The Washington Post tallied 1,218 false or misleading claims by President Donald Trump in his first nine months in office. That’s an average of five a day. In just seven weeks before the midterm elections, the Post counted another 1,419 false or misleading claims — an astounding average of 30 a day.
It’s not just his increased frequency that’s jarring. It’s his material. His newest false claims of electoral corruption have the potential to harm America. A week after the president declared “close to a complete victory” for he and Republicans on election night, he’s more than misleading. He’s dangerous.
On Twitter, commenting on close Senate and gubernatorial races, Trump has said it was a “disgrace” that Florida was “all of the sudden” finding “votes out of nowhere,” made allegations of “electoral corruption” in Arizona involving mail ballots and blasted Georgia officials for not declaring Republican Brian Kemp to be the state’s governor-elect.

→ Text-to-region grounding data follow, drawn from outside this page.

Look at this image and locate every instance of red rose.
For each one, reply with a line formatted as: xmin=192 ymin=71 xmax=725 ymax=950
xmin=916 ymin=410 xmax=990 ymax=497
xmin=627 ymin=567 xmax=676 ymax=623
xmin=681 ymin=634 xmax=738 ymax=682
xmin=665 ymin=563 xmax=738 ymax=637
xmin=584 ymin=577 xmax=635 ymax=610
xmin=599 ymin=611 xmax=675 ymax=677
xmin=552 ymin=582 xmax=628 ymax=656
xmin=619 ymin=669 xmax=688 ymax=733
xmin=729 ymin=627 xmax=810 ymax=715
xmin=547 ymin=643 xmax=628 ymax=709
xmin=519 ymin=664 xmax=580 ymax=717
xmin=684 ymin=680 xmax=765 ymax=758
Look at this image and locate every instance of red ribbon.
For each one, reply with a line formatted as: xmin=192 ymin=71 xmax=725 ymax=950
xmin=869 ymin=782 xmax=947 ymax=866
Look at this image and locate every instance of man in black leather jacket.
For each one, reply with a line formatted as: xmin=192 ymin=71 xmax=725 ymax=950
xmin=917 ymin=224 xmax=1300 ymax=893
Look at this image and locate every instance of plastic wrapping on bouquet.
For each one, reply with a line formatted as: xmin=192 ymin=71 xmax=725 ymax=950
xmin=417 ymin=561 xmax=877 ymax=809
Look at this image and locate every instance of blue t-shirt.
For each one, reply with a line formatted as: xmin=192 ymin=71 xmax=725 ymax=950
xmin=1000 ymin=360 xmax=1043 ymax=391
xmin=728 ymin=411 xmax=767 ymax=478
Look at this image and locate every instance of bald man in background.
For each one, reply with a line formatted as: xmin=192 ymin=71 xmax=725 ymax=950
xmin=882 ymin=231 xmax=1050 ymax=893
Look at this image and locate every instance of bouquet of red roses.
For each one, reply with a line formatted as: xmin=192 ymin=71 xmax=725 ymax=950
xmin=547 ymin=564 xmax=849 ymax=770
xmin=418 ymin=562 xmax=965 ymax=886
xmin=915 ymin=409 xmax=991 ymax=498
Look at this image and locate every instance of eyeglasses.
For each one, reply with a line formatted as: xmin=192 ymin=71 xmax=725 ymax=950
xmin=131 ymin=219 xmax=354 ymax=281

The president offered no evidence of any kind for his claims about alleged fraud in the three states, which all have Republican governors and voted for Trump in 2016. Taking weeks to get it right and to finish counting ballots is not nefarious. It’s normal.
The president should learn from Republican Rep. Martha McSally, who gracefully conceded Monday to Rep. Kyrsten Sinema, her Democratic opponent in the Arizona Senate race. Top White House and GOP officials reportedly urged McSally to question the vote count. Instead, she did the honorable thing. She promoted a centuries-old electoral process instead of corrosive conspiracies about it.